Wiedziałem też, że jego duma niczego nam nie wybaczy. Boże, pomóż Nicolasowi, jeśli nie uda nam się oszukać tego tutaj!
Obracając się, wziąłem dłoń Gabrieli i poszliśmy w stronę drzwi wejściowych. Gabriela spoglądała pytającym wzrokiem to na niego, to na mnie. Twarz miała bladą i skupioną.
— Cierpliwości — szepnąłem. Odwróciłem się i zobaczyłem go daleko w tyle za nami, odwróconego plecami do ołtarza. Patrzył na nas, a jego oczy były tak duże i wyglądały straszliwie, ohydnie, jak oczy widma.
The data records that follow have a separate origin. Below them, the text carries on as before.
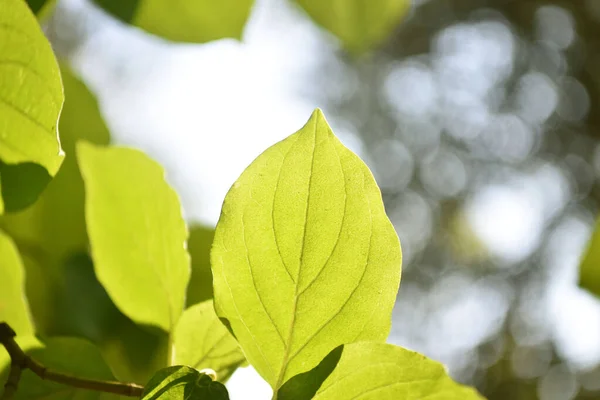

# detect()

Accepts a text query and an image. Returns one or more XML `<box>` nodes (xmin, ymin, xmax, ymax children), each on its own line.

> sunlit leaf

<box><xmin>0</xmin><ymin>65</ymin><xmax>112</xmax><ymax>339</ymax></box>
<box><xmin>186</xmin><ymin>226</ymin><xmax>215</xmax><ymax>306</ymax></box>
<box><xmin>275</xmin><ymin>342</ymin><xmax>483</xmax><ymax>400</ymax></box>
<box><xmin>0</xmin><ymin>0</ymin><xmax>64</xmax><ymax>214</ymax></box>
<box><xmin>579</xmin><ymin>220</ymin><xmax>600</xmax><ymax>296</ymax></box>
<box><xmin>27</xmin><ymin>0</ymin><xmax>56</xmax><ymax>19</ymax></box>
<box><xmin>77</xmin><ymin>142</ymin><xmax>190</xmax><ymax>332</ymax></box>
<box><xmin>211</xmin><ymin>110</ymin><xmax>401</xmax><ymax>390</ymax></box>
<box><xmin>0</xmin><ymin>337</ymin><xmax>119</xmax><ymax>400</ymax></box>
<box><xmin>173</xmin><ymin>300</ymin><xmax>245</xmax><ymax>382</ymax></box>
<box><xmin>296</xmin><ymin>0</ymin><xmax>411</xmax><ymax>54</ymax></box>
<box><xmin>95</xmin><ymin>0</ymin><xmax>254</xmax><ymax>43</ymax></box>
<box><xmin>142</xmin><ymin>366</ymin><xmax>229</xmax><ymax>400</ymax></box>
<box><xmin>0</xmin><ymin>231</ymin><xmax>33</xmax><ymax>335</ymax></box>
<box><xmin>0</xmin><ymin>65</ymin><xmax>110</xmax><ymax>265</ymax></box>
Kiedy doszliśmy już do kruchty, wysłałem do pozostałych całym wysiłkiem woli moje wezwanie. Powiedziałem im głośno, aby wrócili i weszli do kościoła, jeśli mają na to ochotę. Nie stanie się im żadna krzywda, a ich przywódca był właśnie wewnątrz i stał przy samym ołtarzu, całkowicie bezpieczny.
Wypowiedziałem te słowa głośniej. Gabriela poczęła mówić to samo, unisono powtarzając słowa za mną. Poczułem, że zbliża się do nas od strony ołtarza, a potem nagle straciłem go z oczu.